I had an uneasy feeling in the year leading up to the 9/11 attacks that something big was about to happen. I’ve been having that feeling again for the past few weeks...so much tension in the air.


----------



## 74893H (Dec 27, 2017)

I don't believe in psychic powers, intuition just looks at patterns a person has observed in the past to make predictions that follow those patterns. But as for when I've had a great intuitive prediction, I can't think of anything specific. But one rather annoying thing is I can turn the tiniest, tiniest, tineist details about a story into experience-ruining spoilers, especially with games. I drive one of my friends mad because I won't let him say anything at all about a game I'm planning to play in our group chat, but seriously. Someone can tell me who their favourite character in a game etc is, and my brain will automatically use that to predict and spoil something about the story. I can turn a character's prominence on the internet or on Google results into a spoiler. I can turn simple character fanart into spoilers. I'm just familiar with too many tropes and common story patterns and elements that if I hear just one tiny detail my brain can use it to predict things based on those patterns, and it can ruin a game for me. I avoid trailers for things like plague because I can just work out too many things prematurely that I don't want to know yet.


----------



## Sidhe Draoi (Nov 25, 2016)

> What are some times you were really intuitive/psychic/read people really well/sensitive to others' energies?


Recently I had a precognitive dream that my cousins child was going to die.

I dreamt I would meet my boyfriend and his best friend, and knew the exact nickname for his best friend before I even met the guy or anyone told me.

Ive seen auras, and have been through a whole weird connection with another person. I could telepathically speak to him.
In fact, I learned how to communicate telepathically with strangers too. Its not something I like to think about too much, though, because it caused mass hysteria at some point.

Im clairaudient, and hear voices speak to me on occasion. Not often enough to be schizophrenic voices, and it sounds like real people, speaking directly into my ear, but no ones there.
or whispers across a house.

I can be rather empathic at times, but I usually choose not to reveal when Im having one of those moments. 

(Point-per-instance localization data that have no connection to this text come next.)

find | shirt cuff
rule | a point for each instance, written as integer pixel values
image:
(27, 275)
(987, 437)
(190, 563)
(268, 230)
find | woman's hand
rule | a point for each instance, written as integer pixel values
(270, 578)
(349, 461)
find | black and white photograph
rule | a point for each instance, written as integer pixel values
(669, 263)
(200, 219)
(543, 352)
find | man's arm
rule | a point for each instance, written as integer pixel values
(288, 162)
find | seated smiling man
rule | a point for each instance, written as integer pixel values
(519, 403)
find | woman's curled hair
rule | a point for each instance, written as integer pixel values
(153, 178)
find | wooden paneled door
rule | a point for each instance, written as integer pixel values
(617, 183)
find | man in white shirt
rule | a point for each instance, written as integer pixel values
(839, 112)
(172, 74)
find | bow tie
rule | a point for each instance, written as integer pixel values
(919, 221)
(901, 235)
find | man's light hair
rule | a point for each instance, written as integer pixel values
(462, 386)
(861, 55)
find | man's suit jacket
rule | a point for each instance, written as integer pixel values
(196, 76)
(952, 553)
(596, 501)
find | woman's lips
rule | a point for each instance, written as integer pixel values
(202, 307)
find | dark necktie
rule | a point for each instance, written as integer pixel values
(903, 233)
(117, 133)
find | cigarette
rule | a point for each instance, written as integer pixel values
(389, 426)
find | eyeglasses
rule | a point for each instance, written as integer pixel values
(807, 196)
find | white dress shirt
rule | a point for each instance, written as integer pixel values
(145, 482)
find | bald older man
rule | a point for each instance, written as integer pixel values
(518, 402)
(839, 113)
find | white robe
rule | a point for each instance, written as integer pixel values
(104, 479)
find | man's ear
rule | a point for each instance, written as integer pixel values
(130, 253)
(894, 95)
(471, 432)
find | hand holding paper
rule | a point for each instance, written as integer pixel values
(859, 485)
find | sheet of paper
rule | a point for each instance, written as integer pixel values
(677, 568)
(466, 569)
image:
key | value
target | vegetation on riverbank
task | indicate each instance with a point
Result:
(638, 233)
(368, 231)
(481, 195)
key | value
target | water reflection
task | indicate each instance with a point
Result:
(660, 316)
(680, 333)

I have precognitive deja vu moments all the time, though.


----------



## DavidGH (Aug 10, 2019)

I’ve never encountered this where the intuitive simply doesn’t remember something. My elder brother is an intuitive and has such things happen. His memory is hazy though. He will have flashes of insight that cannot be explained. Until I remind him that basically the exact same thing happened previously and he’s describing what happened next. He doesn’t remember the event, though, so he isn’t consciously aware of the fact that he is simply describing a rerun.


----------



## tanstaafl28 (Sep 10, 2012)

I make "good guesses" a lot. I wouldn't call it "psychic" it is just I seem to know things that I don't always consciously know before anyone else does. I'm also not afraid to go out on a limb and make predictions based on what I already know. I'm a knowledge vacuum. I accumulate a lot via both conscious and subconscious means. A lot of times, a specific situation will cause me to remember a reference that comes in handy.


----------



## Shrodingers drink (Nov 30, 2018)

I’m a Claircognizant empath and a scientist. Thats a combo you don’t see every day. 
Ne = <
Ni = >
CCog = —


----------



## Monadnock (May 27, 2017)

brightflashes said:


> -I predicted Robin William's death in detail except I didn't know it was him; I just knew it was a male celebrity, but the details were staggering.


Definitely interested in hearing more about this one, surprised I'm the first person to request elaboration.


----------



## TacoTach (Apr 6, 2019)

Pizzafari said:


> I don't believe in psychic powers, intuition just looks at patterns a person has observed in the past to make predictions that follow those patterns.


----------



## Energumen (Apr 24, 2015)

Intuition does not require, or even equal, supernatural abilities.


----------



## Cuttlefish (Aug 4, 2014)

Much of what OP describes is a phenomena called nonlocal intuition. Now that you know what it's called, you can research it! There's no need to shoehorn it into an explanation that it simply doesn't fit. 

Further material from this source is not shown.